Дальше — не помню.
В милиции я честно всё рассказал, а ко мне подослали этого придурка доктора, которого больше всего заинтересовал шёпот — когда я начал слышать голоса, внутри меня они звучали или снаружи… Хотя, это ведь неважно, был ли голос на самом деле. Шепот помогал мне всю жизнь, а я дал его сгубить. А доктор меня спрашивал: не люблю ли я смотреть на себя в зеркало? Нравится ли мне своё лицо? Не кажется ли мне, что у меня слишком длинные руки и ноги?
Дурдом…
Хорошо хоть, я не убил того гада, иначе бы не выкрутился. А пожар… Так ведь кроме нашей квартиры ничего не пострадало. Этот гад от нас убрался, и моль сгинула без следа. Бабуля вернулась, помирилась с мамой, теперь они обе поправляются — почти уже стали прежними. Так что всё в порядке у нас. Только бабуля лежит, встаёт очень редко.
Теперь-то вижу: всё неправильно я понял.

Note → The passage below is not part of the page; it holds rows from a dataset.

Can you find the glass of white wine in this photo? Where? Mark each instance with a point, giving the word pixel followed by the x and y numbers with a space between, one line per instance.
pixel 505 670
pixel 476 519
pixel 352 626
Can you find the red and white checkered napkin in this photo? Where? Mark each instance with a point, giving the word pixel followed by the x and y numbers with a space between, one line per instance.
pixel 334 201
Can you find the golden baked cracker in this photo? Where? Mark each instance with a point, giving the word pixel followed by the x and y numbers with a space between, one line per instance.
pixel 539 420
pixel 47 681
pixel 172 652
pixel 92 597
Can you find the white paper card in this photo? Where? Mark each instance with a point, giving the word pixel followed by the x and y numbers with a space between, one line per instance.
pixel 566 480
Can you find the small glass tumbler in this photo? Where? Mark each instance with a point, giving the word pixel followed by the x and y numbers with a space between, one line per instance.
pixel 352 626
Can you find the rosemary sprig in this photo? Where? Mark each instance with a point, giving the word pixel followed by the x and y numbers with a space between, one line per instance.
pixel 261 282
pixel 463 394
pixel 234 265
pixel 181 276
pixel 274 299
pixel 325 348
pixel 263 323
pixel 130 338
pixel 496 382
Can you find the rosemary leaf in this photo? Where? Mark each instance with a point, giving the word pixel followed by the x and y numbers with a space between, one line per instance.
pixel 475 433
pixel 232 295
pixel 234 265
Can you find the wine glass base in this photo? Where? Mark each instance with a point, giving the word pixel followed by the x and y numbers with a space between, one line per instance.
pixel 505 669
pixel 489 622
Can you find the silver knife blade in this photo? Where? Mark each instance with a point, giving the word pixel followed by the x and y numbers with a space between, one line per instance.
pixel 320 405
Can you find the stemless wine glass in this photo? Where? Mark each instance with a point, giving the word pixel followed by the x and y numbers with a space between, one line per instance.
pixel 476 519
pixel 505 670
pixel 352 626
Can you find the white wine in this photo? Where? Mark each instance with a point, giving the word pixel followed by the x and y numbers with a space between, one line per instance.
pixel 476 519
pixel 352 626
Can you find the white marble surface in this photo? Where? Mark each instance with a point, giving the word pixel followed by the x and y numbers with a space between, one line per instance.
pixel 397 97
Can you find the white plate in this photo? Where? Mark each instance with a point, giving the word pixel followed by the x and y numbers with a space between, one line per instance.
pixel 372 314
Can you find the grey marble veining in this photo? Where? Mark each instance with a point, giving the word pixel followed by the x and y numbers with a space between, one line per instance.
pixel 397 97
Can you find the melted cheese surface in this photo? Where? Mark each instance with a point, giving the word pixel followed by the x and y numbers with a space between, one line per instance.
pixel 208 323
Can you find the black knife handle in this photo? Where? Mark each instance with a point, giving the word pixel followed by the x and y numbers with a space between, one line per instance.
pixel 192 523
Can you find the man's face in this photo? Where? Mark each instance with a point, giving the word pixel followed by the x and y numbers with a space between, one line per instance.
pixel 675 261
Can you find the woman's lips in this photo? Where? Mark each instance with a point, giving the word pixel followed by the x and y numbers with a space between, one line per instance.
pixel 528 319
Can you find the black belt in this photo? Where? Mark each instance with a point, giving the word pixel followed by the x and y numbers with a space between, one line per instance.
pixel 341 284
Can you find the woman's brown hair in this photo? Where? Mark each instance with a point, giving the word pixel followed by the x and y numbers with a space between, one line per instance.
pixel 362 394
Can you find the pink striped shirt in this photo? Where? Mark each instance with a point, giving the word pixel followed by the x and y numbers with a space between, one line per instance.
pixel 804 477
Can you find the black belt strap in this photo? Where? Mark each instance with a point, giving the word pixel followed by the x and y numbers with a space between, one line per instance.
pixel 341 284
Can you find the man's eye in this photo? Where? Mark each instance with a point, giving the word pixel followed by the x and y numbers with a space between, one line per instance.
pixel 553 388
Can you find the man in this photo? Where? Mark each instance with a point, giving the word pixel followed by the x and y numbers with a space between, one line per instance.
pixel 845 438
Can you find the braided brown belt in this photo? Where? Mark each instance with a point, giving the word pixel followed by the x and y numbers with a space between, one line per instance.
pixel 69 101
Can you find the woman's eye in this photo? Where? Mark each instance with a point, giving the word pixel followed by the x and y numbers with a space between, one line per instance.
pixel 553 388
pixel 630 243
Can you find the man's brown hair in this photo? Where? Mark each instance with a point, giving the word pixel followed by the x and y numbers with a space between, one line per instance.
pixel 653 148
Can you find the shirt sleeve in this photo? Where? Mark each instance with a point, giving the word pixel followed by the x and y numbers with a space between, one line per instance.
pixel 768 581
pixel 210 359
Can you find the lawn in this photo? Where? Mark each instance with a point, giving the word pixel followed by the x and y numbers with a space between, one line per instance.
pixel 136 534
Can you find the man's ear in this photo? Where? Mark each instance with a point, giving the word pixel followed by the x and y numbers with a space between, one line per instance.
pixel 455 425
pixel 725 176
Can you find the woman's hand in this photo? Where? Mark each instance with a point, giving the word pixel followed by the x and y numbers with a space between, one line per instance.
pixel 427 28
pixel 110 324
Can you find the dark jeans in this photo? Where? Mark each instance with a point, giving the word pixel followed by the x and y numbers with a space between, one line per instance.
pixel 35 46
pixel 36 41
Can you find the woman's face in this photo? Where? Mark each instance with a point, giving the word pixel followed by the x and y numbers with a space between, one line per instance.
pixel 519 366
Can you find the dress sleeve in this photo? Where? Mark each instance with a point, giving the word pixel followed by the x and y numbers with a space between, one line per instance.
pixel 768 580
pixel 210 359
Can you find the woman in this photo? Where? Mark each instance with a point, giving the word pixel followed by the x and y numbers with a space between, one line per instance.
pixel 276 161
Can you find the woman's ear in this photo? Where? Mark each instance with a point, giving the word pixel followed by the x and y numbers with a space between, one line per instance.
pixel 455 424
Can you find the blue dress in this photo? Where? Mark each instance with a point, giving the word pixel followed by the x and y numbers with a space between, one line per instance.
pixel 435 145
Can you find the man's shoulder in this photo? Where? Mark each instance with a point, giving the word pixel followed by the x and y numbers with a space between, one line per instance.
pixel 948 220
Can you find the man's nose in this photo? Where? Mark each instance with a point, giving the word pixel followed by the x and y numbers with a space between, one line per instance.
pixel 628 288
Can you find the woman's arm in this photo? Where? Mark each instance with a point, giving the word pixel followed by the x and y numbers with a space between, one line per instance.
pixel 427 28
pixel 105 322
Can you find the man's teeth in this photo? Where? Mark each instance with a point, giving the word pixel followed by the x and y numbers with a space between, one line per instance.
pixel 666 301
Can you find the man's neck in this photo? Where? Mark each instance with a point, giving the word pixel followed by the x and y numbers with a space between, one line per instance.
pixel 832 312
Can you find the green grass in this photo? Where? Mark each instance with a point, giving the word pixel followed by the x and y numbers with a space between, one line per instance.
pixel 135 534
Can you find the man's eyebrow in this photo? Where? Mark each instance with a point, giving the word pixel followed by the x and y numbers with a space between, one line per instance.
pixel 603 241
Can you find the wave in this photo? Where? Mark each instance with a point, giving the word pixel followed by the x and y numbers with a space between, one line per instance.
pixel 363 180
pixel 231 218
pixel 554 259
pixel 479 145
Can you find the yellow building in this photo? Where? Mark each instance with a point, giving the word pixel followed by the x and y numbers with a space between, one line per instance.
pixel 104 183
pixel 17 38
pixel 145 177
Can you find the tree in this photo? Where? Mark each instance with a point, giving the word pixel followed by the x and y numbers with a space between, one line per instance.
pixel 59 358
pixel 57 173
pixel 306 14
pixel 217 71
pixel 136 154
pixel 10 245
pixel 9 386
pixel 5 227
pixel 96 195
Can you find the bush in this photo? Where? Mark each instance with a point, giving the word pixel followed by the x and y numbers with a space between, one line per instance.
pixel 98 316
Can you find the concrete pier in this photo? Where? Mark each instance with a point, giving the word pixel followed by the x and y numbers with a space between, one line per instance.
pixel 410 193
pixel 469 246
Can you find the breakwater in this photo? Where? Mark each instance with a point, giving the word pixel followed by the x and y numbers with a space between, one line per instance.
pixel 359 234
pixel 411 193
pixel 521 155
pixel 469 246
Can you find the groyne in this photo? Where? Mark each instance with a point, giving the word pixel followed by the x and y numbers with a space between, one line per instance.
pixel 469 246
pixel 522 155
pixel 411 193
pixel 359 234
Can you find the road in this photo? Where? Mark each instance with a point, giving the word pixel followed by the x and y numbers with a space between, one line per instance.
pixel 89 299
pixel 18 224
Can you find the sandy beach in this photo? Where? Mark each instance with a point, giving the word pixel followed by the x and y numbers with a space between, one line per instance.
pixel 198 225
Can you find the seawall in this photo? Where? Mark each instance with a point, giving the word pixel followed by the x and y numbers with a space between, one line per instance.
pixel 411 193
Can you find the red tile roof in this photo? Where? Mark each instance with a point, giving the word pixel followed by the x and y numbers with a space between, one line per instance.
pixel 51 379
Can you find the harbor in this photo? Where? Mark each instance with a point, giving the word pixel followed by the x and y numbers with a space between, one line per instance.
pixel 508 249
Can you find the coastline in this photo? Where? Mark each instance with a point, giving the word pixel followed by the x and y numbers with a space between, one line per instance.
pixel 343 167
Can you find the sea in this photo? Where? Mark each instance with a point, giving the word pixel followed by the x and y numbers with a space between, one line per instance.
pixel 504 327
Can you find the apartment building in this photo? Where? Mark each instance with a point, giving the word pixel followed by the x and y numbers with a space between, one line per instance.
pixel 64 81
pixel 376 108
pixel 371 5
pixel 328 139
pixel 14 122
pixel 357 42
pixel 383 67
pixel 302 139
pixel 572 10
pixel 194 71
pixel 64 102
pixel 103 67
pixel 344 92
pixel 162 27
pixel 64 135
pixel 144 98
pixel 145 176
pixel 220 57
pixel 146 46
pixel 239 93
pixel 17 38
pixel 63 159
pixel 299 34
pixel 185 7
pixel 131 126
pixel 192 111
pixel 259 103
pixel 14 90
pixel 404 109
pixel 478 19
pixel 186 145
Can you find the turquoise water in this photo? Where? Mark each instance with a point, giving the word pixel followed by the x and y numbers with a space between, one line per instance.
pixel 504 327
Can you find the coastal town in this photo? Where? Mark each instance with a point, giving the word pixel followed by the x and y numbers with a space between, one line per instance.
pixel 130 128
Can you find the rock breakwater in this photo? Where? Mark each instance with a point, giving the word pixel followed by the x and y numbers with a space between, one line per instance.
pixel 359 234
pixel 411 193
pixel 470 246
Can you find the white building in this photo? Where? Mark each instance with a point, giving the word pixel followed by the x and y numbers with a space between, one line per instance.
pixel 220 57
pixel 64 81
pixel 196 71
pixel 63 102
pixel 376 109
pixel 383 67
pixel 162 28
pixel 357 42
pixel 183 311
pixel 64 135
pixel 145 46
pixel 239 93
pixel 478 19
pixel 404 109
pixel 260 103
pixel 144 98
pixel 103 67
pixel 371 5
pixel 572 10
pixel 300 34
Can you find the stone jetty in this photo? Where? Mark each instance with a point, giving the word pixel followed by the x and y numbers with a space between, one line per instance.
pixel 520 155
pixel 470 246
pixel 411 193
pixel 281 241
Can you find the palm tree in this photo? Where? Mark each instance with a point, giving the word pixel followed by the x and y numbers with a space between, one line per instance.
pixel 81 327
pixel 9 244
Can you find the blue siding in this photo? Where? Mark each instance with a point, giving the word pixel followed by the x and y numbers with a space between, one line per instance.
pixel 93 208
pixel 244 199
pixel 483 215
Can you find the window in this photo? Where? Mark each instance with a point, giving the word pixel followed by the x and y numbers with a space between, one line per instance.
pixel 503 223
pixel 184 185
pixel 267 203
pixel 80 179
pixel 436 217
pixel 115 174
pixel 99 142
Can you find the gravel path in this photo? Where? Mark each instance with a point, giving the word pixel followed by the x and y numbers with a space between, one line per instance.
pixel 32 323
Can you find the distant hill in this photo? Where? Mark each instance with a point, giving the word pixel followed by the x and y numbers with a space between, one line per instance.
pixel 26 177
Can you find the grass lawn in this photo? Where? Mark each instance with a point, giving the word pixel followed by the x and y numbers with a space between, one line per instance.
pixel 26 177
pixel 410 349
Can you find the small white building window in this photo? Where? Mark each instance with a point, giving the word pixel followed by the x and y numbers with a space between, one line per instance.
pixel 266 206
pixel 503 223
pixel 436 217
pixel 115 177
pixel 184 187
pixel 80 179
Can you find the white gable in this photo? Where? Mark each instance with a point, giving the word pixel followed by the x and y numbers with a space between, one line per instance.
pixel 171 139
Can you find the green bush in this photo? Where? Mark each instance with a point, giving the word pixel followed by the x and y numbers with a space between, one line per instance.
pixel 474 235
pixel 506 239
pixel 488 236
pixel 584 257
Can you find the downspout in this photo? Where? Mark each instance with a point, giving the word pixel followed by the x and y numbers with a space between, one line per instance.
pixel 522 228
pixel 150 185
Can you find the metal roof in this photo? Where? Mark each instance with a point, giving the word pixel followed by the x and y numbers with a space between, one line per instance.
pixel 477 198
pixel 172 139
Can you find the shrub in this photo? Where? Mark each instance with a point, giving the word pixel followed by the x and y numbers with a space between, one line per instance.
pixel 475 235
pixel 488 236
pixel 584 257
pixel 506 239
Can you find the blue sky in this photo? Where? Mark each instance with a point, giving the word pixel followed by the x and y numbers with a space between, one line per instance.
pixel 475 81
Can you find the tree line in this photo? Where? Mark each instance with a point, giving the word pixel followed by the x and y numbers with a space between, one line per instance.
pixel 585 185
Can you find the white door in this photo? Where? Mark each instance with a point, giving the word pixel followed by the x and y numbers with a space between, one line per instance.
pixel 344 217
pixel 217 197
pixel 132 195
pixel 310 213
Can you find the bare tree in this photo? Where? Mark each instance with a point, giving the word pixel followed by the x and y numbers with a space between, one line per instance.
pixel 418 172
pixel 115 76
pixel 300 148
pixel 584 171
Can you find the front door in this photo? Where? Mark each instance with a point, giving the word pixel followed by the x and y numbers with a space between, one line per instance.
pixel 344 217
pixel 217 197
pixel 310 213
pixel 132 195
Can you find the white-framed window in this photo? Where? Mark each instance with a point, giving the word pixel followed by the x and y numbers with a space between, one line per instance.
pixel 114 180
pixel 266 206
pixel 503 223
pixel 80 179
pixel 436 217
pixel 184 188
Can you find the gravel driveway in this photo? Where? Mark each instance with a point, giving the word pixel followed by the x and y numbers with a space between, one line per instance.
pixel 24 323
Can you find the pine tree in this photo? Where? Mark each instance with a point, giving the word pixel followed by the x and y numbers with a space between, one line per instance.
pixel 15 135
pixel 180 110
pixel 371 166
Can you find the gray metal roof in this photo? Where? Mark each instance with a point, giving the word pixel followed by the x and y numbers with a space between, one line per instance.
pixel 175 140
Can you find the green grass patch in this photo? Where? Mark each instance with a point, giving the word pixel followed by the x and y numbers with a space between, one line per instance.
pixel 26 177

Сражался с молью, с мебелью, с родными, и совершенно не думал, что отчима моль не трогает! Не становится он холодным и прозрачным — в этом вся разгадка.
Вот же тварь. Бывают же в природе твари… Он сам — и есть моль. Даже в сто раз хуже, потому что ничем не отличается от обычного человека. Насквозь холодный, и тепло у него чужое, ворованное.
Дрожь пробирает, когда понимаю, что с нами со всеми могло быть…
Сумел ли я остаться прежним? Если да, то каким образом? Если нет, то как жить дальше? Этого пока не понимаю. Но обязательно пойму.